Home > Social Issues, The Body Politic > Letter to the Editor: What is the price of justice? (In dollar terms)

Letter to the Editor: What is the price of justice? (In dollar terms)




FROM: 	"f.macskasy" 
SUBJECT: Letter to the ed
DATE: 	 Fri, 28 Feb 2014 11:52:01 +1300
TO: 	"Dominion Post" <letters@dompost.co.nz>

The Editor  
Dominion Post


Revelations that Peter Whittal's solicitor, Stuart Grieve,
made a $3.41 million payment to Crown Law in return for
dropping all charges in the Pike River Mine court case are
an incredible, jaw-dropping, new development for our
judicial system.

According to Mr Grieve's remarks on Radio NZ (27 Feb), it
would appear that the Solicitor General was involved in this
backroom deal making.

So for John Key to suggest, 

"My understanding is no, it was an unsolicited letter.
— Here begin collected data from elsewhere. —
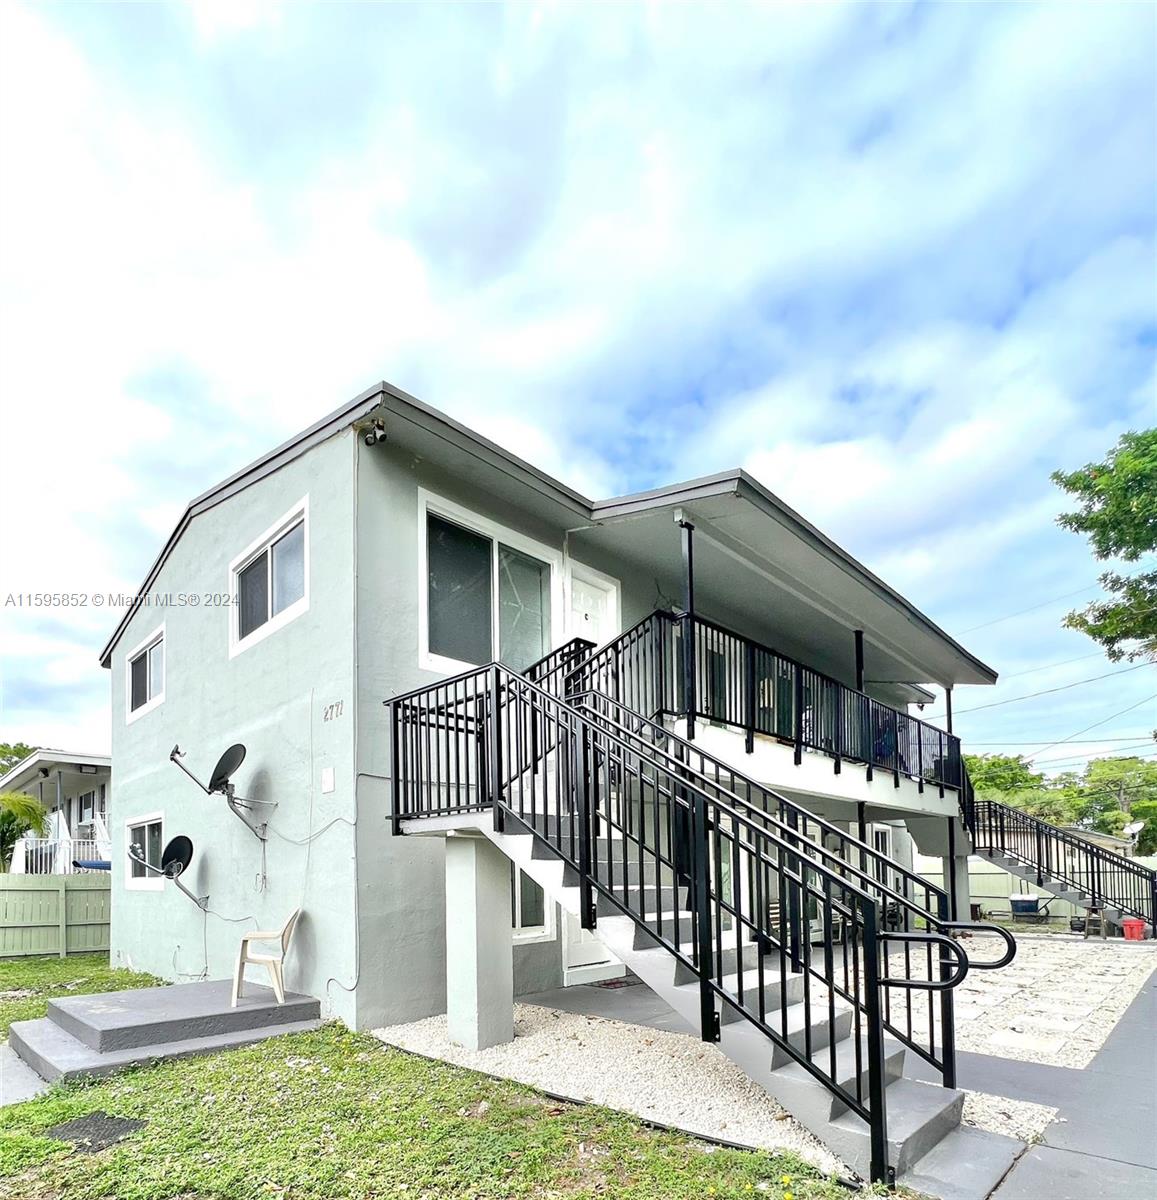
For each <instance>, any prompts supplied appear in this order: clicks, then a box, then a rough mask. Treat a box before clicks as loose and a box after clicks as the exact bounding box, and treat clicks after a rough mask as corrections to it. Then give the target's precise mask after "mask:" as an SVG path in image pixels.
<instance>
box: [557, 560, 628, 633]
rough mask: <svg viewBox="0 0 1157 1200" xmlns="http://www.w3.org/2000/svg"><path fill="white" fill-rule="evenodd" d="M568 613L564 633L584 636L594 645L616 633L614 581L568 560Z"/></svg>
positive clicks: (599, 571)
mask: <svg viewBox="0 0 1157 1200" xmlns="http://www.w3.org/2000/svg"><path fill="white" fill-rule="evenodd" d="M568 617H569V622H570V628H569V631H568V635H566V636H568V637H586V638H587V640H588V641H591V642H594V643H595V646H603V644H604V643H605V642H609V641H611V638H612V637H618V635H619V616H618V583H616V581H615V580H612V578H611V577H610V576H609V575H604V574H603V572H601V571H595V570H594V569H593V568H589V566H582V565H581V564H579V563H571V564H570V611H569V613H568Z"/></svg>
They
looked at lots of different factors but in the end they
could have spent millions and millions and millions with the
lawyers and actually got nowhere - or practically make a
payment to the families, which made more sense."

- is a cynical attempt to trivialise a clearly dangerous
precedent that  undermines our justice system.

If justice can now be purchased in New Zealand, when will
John Key's government issue an Order in Council publishing a
tariff chart for payments to drop Court cases, calculated
according to the severity of charges? 

And will there be a bulk discount for multiple charges?

-Frank Macskasy
(address & phone number supplied)





Radio NZ:  Pike families convinced deal was done

Previous related blogposts

Purchasing “justice” on the New Zealand open market – did National sell Pike River victims out?



= fs =

  1. Dirk
    28 February 2014 at 1:04 pm

    Given the severity of the offense the tariff seems quite low. Perhaps this means even middle class offenders will be able to purchase their freedom for less than the cost of legal council. This will save offenders lots of money. That it leads to a further criminal behaviour will be a good thing as more funds will flow into government. Then Key can lower taxes on the rich again. And by paying barristers a commission on each tariff they will agree that it is easier than working. I am so glad that we have a pro business government streamlining things.

    • 28 February 2014 at 1:16 pm

      Dirk, your logic is frighteningly impeccable.

      Note to any National Party MPs or apparatchiks reading this – Dirk’s satirical remarks are not meant to be mistaken for policy.